Used it a couple times this weekend. I think it's a necessity like the plate setter.


----------



## MrFish (Aug 21, 2009)




----------



## lastcast (Oct 12, 2007)

What Shrimp?


----------



## jack2 (Mar 19, 2010)

MrFish said:


> View attachment 1091277


that's a big long one. looks like it hasn't been sucked on enough.
jack


----------



## MrFish (Aug 21, 2009)

lastcast said:


> What Shrimp?


Sold some shrimp for a Krewe fundraiser. Raised by Auburn here in Gulf Shores.
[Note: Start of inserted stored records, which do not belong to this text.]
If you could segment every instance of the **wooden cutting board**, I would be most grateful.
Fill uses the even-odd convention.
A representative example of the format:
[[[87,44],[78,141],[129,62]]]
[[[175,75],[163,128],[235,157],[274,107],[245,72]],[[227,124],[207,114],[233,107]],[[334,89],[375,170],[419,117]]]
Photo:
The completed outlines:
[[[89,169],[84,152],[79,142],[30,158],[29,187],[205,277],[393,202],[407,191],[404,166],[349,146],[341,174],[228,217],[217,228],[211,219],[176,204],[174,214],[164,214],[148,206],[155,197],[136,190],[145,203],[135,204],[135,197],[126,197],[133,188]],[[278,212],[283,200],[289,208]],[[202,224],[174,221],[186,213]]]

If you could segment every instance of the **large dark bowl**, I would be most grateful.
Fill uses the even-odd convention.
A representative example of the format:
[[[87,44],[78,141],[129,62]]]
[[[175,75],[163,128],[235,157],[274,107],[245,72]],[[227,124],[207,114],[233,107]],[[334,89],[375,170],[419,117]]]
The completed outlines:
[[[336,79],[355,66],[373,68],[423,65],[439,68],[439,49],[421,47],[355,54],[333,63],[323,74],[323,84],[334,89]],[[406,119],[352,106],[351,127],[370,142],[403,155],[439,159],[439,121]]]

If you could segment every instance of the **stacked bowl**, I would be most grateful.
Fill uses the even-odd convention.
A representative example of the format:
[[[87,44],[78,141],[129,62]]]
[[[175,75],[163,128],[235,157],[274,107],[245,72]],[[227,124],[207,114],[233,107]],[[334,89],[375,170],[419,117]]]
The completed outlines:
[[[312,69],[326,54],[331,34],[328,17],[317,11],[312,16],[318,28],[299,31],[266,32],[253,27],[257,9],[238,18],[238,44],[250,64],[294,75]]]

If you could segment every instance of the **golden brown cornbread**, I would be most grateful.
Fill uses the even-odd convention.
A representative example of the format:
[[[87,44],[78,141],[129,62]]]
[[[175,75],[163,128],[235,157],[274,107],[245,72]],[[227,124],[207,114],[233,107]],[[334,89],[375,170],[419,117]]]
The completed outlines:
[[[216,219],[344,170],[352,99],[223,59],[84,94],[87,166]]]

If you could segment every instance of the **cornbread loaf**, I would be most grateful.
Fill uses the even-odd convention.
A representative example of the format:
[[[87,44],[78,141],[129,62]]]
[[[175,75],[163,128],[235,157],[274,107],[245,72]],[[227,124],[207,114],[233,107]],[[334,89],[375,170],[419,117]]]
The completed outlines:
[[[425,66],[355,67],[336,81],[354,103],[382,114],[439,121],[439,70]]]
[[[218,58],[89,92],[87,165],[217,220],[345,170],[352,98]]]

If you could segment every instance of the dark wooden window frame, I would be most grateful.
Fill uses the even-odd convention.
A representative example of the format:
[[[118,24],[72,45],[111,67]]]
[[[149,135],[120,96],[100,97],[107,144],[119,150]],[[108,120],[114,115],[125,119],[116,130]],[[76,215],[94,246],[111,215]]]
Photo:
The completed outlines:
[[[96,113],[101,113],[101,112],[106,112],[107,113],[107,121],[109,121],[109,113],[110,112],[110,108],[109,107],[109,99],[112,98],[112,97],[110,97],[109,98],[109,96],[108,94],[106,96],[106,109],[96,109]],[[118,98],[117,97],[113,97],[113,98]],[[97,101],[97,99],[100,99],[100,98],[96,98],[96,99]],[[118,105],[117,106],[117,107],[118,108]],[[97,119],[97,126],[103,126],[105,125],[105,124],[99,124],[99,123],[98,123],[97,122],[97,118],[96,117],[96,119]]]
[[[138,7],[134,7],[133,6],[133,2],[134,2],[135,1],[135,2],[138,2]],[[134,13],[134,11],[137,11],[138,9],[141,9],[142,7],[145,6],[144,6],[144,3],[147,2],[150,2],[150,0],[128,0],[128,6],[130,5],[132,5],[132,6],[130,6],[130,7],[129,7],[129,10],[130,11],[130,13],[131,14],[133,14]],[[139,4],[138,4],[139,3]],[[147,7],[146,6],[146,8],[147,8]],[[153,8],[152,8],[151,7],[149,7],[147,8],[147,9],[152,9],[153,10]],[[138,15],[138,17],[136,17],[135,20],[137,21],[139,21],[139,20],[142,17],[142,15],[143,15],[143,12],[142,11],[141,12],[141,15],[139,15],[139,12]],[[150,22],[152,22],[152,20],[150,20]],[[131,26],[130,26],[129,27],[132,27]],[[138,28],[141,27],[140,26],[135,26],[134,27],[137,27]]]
Gonna have a butt fundraiser at some point in the future.


----------



## MrFish (Aug 21, 2009)




----------



## halo1 (Oct 4, 2007)

MrFish said:


> View attachment 1091277


fish has a trap set up! hes ready for them yeller flies ! If they survive the yeller swatter he’s gonna water board them with beer from the yeller can! Well done sir! Food looks awesome also!


----------



## halo1 (Oct 4, 2007)

MrFish said:


> Sold some shrimp for a Krewe fundraiser. Raised by Auburn here in Gulf Shores. Gonna have a butt fundraiser at some point in the future.


You do realize you u can’t use aub and butt in the same paragraph? it just gives us bammers and sec fans more fuel !👍


----------



## MrFish (Aug 21, 2009)

halo1 said:


> fish has a trap set up! hes ready for them yeller flies ! If they survive the yeller swatter he’s gonna water board them with beer from the yeller can! Well done sir! Food looks awesome also!


Killed about 10 this afternoon.


----------



## MrFish (Aug 21, 2009)

I'd been taking a trophy home today iffin I was in a competition.


----------



## finfever61 (Oct 5, 2007)

jack2 said:


> that's a big long one. looks like it hasn't been sucked on enough.
> jack


im surprised Split hasn’t replied to this post….


----------



## hjorgan (Sep 30, 2007)

Dammit I just ate and now I'm hungry again


----------



## jaster (Oct 7, 2007)

What size egg? I got one of those with my egg 3 years ago... its in the box in the garage still.... been meaning to use it


----------



## MrFish (Aug 21, 2009)

jaster said:


> What size egg? I got one of those with my egg 3 years ago... its in the box in the garage still.... been meaning to use it


XL


----------